Am Mittage desselben Tages befand sich der Flüchtling in dem nach Hof in Bereitschaft stehenden Eisenbahntrain und traf hier zufällig in einem Coupé mit zwei Bekannten aus Posen zusammen, welche bis Nürnberg in seiner Gesellschaft blieben.

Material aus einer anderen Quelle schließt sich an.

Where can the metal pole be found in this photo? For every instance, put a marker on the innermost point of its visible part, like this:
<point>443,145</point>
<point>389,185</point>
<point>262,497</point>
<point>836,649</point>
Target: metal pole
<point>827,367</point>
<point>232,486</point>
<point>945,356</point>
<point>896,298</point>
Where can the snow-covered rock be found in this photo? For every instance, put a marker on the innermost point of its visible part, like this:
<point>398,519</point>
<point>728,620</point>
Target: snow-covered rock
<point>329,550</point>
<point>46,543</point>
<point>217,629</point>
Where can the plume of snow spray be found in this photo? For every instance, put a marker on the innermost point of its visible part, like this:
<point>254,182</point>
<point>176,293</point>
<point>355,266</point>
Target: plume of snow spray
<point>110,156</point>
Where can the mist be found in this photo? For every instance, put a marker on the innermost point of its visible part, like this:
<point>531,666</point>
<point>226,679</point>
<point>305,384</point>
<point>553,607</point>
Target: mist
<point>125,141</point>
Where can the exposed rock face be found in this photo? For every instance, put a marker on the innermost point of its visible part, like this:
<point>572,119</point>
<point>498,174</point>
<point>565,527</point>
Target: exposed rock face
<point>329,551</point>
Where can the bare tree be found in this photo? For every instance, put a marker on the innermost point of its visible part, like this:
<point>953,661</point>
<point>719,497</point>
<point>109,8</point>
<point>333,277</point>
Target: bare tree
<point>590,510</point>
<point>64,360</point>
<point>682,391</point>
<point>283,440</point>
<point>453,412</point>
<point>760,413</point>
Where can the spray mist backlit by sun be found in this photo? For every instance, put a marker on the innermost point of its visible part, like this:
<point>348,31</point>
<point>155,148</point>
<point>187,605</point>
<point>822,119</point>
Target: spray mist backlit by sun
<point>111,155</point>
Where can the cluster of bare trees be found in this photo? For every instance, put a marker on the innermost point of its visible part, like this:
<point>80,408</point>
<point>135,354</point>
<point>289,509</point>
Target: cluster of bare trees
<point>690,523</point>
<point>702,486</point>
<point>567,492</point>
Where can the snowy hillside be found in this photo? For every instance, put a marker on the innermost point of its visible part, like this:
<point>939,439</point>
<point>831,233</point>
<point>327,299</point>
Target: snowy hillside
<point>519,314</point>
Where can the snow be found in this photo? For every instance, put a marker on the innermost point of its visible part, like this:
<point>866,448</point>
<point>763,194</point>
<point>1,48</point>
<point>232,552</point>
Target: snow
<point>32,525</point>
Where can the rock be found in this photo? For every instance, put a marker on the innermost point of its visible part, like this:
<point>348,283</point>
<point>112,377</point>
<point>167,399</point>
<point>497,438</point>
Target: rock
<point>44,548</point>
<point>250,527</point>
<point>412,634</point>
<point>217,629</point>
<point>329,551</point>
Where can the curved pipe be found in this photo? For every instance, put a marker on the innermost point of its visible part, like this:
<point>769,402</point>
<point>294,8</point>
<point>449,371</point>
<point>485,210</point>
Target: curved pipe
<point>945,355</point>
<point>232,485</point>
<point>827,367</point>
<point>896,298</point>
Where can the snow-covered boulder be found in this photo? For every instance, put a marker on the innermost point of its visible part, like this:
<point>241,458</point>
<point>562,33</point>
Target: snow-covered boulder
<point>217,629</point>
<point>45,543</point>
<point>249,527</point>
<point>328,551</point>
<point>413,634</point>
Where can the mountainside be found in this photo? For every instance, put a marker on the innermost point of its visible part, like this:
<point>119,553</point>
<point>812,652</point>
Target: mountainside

Nachdem er sich in Hof durch eine dringend nothwendig gewordene Nachtruhe gestärkt, wurde am nächsten Morgen die Flucht auf den Flügeln des Dampfes über Nürnberg, Augsburg und Kaufbeuren nach Lindau fortgesetzt. Auf der Strecke von Nürnberg nach Augsburg hatte der Fliehende das unter den obwaltenden Umständen gewiß recht angenehme Vergnügen, die Gesellschaft eines bairischen Landjägers zu genießen, der ihn aber in keiner Weise behelligte. Ueberhaupt wurde er während der ganzen Dauer seiner Flucht nur ein einziges Mal, und zwar in Lindau, nach seinem Paß gefragt. Er übergab dem Polizeibeamten die Paßkarte, welche er in Altenburg erhalten hatte, und empfing dieselbe ohne alle Umstände nach Verlauf von einer Viertelstunde gegen Erlegung von sechs Kreuzern zurück. In Lindau speiste Rüstow im Gasthofe „zur Krone“ zu Mittag und erquickte sich durch einen Schoppen „Seewein“, ein Gewächs, welches nicht in allzugutem Rufe steht und an den Ufern des Bodensees erzeugt wird; daher der Name. Demnächst bestieg er um zwei Uhr den Dampfer „Ludwig“, welcher ihn schon um halbvier Uhr wohlbehalten nach Rorschach im Canton St. Gallen brachte. Hier endlich auf dem Boden der Schweiz durfte er sich dem Gefühle vollständiger Sicherheit hingeben und gönnte sich am 12. und 13. Juli im Gasthofe „zum Hirschen“ Ruhe und Erholung, welche durch die Strapazen und die Aufregung der Flucht sehr nöthig geworden waren. Von seinem Stübchen aus, dessen Fenster nach dem Bodensee gingen, warf er die letzten Blicke zurück nach Deutschland. Am 14. Juli endlich reiste er nach Zürich, das ihm seither eine zwar unfreiwillige, aber sichere und liebe Heimath geworden ist.